14.7.17

Senescência


Protomartyr, “A Private Understanding”, in https://www.youtube.com/watch?v=yWdLpIITqsQ    
Sentado no banco do jardim, a meio de uma tarde soalheira que mais parecia extraída às profundezas da noite (pois estava deserto, o jardim), o velho encetava um voo picado sobre a memória. Num certo sentido, era como se estivesse imerso numa auto confissão, necessária para limpar do frontispício da memória alguns fragmentos que continuavam a ser baça matéria do tempo presente. Julgava que esse remendo da alma impedia de se desligar de estorvos que pesavam sobre o atual. Enquanto não desse conta desses passos perdidos no pretérito, não estava preparado para a morte.

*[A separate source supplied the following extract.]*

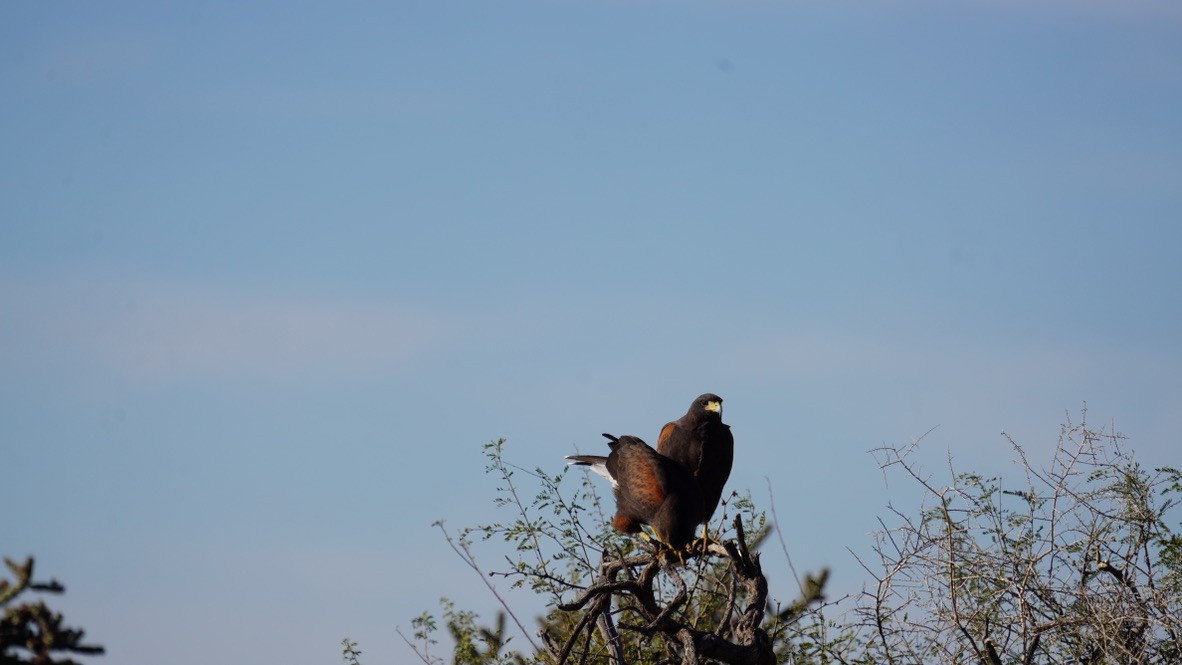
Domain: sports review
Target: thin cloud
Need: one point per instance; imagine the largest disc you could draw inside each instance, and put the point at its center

Os pensamentos sopesavam a arrecadação destinada às memórias, enquanto os olhos se detinham nas mãos enrugadas, nos dedos entrecruzados que escondiam as unhas gastas. A memória distante dos pais, já finados há mais de trinta anos, começou por tomar conta do exercício. Se não fossem as fotografias que estão na sala em molduras colocadas ao acaso, jurava quase não ter lembrança dos seus rostos. Mas lembrava-se da severidade do pai, que contrastava com uma generosidade desarmante quando ele determinava ser altura de atos bondosos. Da mãe, lembrava-se da saúde frágil que não a continha de trabalhar de sol a sol, mostrando sempre um esgar de sofrimento que nunca impediu de fazer o que era esperado. A seletividade da memória dera a graça de quase não guardar recordações das suas mortes, nem da dor sentida a propósito.
À medida que as rugas das mãos se entrelaçavam na justaposição do seu movimento circular, evocou a juventude rebelde, como se fizera ideologicamente revolucionário. Estava na moda, os amigos transitavam pela lógica da insubmissão, o estertor do regime político catalisava o apelo à irreverência. Pintou paredes, participou em reuniões caóticas, fugiu da polícia, ainda apanhou um par de vezes com bastões e pedras perdidos na confusão. Quando o avô materno, general reformado e ortodoxo seguidor do regime, soube dos preparos do neto, chamou-o a casa e instou-o, com uma sobriedade inesperada, a ser sempre ele e a defender aquilo que considerasse justo. Rematou a que foi a última conversa entre os dois, dizendo: “escolhas o que escolheres, serás sempre meu neto. E eu terei orgulho em ti!”.
Esses anos idealistas foram os melhores que teve. Talvez fossem as ilusões a decantar as então improváveis contrariedades, que os anos demenciais da juventude não deixavam tempo de sobra para equacionar. Depois vieram as contingências: a deceção política, com a descoberta da verdadeira cepa dos revolucionários que idolatrara; a orfandade ideológica, mal tomou contacto com os teóricos da revolução e com os seus ideais sanguinários; os desamores; os sobressaltos de saúde; as amizades desfeitas (umas por oposição de feitios, outras pelo esquecimento macerado no tempo); a família sem pergaminhos de o ser (e ele admitia ter sido o principal fautor dos laços emaciados); a solidão. Chegava a estes anos que sabia serem os derradeiros e sentia-se penhor da decadência. Quando olhava ao espelho (o que acontecia com menos frequência), encontrava mais e fundas rugas, os esteios dos olhos descaindo sobre o lado posterior das maçãs do rosto, um aspeto geralmente melancólico, um princípio geral de cansaço, a palidez ensurdecedora. Assumia tudo com intrepidez, o que não acontecera em tentativas anteriores quando, ao ensaiar a hermenêutica da alma, cerceava a função pela metade.
Levantou o rosto. O vento leve descompunha a folhagem das árvores numa coreografia ao acaso. As dores tinham passado. Os arrependimentos não vinham com a lavra de proveito algum. Agora sim, estava pronto.